1. What this workflow does
This workflow takes a PDF file from Google Drive and extracts all images inside it automatically.
Then, it uses an AI model to analyze each image and describes what it shows in detail.
Finally, the workflow saves all these descriptions in one text file.
It helps save many hours of manual work checking images in PDFs.
The main problem solved is getting fast and correct image analysis from PDF reports without doing it yourself.
The result is one clear text file with all image links and AI-generated explanations ready to read or share.
2. Who should use this workflow
This is made for people who work often with PDFs full of images.
Researchers, analysts, or anyone needing to get info from pictures inside PDF reports.
If manual extraction takes too much time and makes mistakes, this workflow saves effort and gives better, consistent results.
3. Tools and services used
- Google Drive: Stores the PDF file to download.
- ConvertAPI: Extracts images from the PDF file.
- OpenAI GPT-4o: Analyzes each extracted image for detailed content.
- n8n: Automates the whole process connecting all parts.
4. Beginner step-by-step: How to build this in n8n
How to get and import the workflow
- Download the workflow file using the Download button on this page.
- Open your n8n editor.
- Use the menu to choose Import from File and select the downloaded workflow.
How to configure after import
- Go to the Get pdf file node and update the
fileIdwith your own Google Drive PDF file ID. - Check the Google Drive credentials are properly set up in the n8n credential manager.
- In the Extract pdf image HTTP Request node, add your ConvertAPI API Key in the header.
- Make sure the Analyze image node has your OpenAI API Key with access to GPT-4o model.
- If the prompt in Analyze image needs to be changed, copy and edit the prompt text:
Please analyze the video in detail and provide a thorough explanation
- Save all changes.
- Run one test using the Manual Trigger node or Webhook node.

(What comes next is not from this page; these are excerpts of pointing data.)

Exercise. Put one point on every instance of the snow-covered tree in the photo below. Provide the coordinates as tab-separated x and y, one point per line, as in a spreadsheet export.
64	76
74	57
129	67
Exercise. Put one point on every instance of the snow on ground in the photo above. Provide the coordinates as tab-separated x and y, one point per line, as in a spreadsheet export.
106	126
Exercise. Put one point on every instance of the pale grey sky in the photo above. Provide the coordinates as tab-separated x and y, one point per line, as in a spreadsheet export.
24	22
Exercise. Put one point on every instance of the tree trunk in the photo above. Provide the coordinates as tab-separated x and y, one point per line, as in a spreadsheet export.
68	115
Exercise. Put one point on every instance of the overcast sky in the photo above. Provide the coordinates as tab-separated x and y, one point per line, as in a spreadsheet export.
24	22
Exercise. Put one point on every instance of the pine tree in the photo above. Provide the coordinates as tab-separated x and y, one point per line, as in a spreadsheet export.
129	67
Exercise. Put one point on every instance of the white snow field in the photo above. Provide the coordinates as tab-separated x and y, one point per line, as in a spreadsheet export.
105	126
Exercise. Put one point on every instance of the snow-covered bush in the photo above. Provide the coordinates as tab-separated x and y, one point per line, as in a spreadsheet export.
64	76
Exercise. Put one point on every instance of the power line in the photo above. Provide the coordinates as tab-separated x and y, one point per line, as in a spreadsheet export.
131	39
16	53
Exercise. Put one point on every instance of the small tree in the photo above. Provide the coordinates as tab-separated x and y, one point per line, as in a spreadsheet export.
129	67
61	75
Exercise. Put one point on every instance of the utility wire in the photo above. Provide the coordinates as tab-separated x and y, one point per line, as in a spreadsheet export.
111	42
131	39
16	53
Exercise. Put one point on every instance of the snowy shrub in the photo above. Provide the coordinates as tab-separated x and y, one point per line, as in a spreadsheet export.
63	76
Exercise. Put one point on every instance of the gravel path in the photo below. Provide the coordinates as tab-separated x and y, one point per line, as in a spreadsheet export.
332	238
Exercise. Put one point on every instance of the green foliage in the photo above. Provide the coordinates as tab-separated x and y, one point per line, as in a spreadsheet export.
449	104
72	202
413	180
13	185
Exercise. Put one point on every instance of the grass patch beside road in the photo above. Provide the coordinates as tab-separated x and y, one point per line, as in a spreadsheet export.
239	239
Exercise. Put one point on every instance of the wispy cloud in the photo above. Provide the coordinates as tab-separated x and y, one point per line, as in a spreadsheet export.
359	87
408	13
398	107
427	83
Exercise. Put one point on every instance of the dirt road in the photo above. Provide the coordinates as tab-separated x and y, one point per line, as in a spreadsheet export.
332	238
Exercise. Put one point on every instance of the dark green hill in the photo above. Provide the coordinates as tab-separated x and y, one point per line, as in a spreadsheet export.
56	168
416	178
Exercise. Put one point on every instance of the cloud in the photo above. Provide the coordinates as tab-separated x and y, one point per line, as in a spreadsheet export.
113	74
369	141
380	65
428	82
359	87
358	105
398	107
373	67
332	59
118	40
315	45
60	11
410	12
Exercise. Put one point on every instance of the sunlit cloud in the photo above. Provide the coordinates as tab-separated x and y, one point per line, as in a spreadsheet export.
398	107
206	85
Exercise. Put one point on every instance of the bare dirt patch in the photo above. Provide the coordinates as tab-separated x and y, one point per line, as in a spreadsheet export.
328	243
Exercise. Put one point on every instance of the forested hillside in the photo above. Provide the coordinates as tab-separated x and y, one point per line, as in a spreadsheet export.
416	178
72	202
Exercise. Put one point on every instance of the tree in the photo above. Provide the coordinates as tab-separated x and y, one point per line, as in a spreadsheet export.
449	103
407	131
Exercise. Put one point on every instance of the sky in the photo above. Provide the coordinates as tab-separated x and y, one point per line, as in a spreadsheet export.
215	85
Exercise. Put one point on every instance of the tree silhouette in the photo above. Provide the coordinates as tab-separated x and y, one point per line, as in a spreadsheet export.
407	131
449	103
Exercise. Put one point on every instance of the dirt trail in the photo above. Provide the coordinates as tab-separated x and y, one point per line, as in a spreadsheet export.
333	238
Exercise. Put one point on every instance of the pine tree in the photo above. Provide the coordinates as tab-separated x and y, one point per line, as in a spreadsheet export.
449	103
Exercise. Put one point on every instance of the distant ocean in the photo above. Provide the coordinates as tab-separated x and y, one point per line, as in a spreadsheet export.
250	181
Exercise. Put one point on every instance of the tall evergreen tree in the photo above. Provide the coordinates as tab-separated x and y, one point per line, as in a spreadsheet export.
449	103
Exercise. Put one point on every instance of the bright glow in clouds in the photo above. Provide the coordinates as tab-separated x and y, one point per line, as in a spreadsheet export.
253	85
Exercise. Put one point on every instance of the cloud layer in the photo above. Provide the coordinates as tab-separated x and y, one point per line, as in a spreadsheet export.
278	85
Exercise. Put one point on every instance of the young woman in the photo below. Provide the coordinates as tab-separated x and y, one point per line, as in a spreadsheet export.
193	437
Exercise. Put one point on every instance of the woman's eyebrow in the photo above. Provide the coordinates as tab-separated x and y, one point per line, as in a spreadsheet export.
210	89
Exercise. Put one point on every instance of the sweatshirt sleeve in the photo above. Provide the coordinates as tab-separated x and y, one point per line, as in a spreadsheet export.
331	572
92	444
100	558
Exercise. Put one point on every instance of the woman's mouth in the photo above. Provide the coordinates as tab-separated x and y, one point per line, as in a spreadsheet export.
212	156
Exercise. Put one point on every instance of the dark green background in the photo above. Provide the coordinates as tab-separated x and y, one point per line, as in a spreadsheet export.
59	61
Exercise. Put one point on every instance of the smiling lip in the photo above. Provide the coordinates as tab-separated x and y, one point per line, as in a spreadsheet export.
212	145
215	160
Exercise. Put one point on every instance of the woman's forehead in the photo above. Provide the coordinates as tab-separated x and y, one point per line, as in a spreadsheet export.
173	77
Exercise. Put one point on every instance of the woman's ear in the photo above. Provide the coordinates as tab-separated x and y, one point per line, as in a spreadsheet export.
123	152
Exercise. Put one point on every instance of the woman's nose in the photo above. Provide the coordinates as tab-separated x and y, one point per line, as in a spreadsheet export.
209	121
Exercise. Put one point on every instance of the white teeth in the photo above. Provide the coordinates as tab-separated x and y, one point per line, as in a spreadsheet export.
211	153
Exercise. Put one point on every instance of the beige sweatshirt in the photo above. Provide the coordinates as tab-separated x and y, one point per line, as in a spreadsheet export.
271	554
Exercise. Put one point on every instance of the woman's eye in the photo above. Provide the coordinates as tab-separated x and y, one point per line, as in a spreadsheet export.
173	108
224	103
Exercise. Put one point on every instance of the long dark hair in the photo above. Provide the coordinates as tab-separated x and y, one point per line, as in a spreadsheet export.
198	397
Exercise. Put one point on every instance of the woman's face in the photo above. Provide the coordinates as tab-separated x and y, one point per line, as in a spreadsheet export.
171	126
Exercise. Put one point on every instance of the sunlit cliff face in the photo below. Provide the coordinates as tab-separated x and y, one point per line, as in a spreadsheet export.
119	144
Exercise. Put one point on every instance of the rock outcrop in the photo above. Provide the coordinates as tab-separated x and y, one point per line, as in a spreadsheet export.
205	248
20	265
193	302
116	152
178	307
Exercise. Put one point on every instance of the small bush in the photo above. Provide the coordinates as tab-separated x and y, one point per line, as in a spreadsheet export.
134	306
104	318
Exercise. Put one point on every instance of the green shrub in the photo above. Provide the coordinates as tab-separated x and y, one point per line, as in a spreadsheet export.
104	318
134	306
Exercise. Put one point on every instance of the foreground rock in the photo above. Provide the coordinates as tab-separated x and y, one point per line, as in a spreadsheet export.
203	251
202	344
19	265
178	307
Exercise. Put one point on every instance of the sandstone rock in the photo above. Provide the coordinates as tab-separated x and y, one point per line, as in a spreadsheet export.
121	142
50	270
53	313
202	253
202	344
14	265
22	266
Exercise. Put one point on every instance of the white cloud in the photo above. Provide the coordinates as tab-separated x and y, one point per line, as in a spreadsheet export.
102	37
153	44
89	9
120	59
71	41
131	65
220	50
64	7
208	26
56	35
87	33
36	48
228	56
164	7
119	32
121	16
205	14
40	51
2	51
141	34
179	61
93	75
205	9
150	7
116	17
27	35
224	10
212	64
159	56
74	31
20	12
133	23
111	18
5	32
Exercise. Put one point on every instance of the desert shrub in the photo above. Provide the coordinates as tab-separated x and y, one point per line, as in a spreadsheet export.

Check for errors in each step.
- If all runs well, activate the workflow by switching it ON for regular use.
For long term use or automation, you can replace the Manual Trigger with a Google Drive Trigger.
Remember to visit self-host n8n resources if running n8n on your own server.
5. Inputs, Process, and Output explained
Inputs
- PDF file stored in Google Drive identified by file ID.
Processing Steps
- Download the PDF file content from Google Drive.
- Send the PDF to ConvertAPI to extract all images in JPG format.
- Split the array of images so each gets processed alone.
- Extract the image URL from each split image item.
- Send each image URL to OpenAI GPT-4o for text analysis.
- Combine each image URL with its AI-generated description.
- Merge all separate analyzed text blocks into one big text.
- Convert this text into a downloadable .txt file.
Output
A single text file containing all image URLs with detailed AI explanations.
This file can be saved, shared, or used for report creation.
6. Edge cases or failures
- ConvertAPI 503 error: The service can be overloaded sometimes.
The workflow retries download after 5 seconds automatically. - Google Drive file download error: Happens if file ID is wrong or Access permission missing.
Check file ID and credential permissions. - OpenAI API errors or timeouts: May occur if API Key is invalid or quota exceeded.
Validate your OpenAI API Key and monitor usage.
7. Customization ideas
- Change triggering with Google Drive watcher for automated runs on new PDF uploads.
- Adjust image output format in ConvertAPI from JPG to PNG or GIF.
- Edit the GPT-4o prompt in the Analyze image node to get different analysis focus.
- Add nodes after the output to upload the final text file to Google Drive or Dropbox.
- Modify retry settings to better handle occasional API downtime.
8. Summary of benefits and results
✓ Automates image extraction from PDFs without manual work.
✓ Provides detailed AI-generated explanations for every image.
✓ Saves many hours of effort and reduces human mistakes.
✓ Outputs all info in one easy-to-use text file.
→ Faster, more reliable research and reporting.
→ Clear, ready-to-share image insights.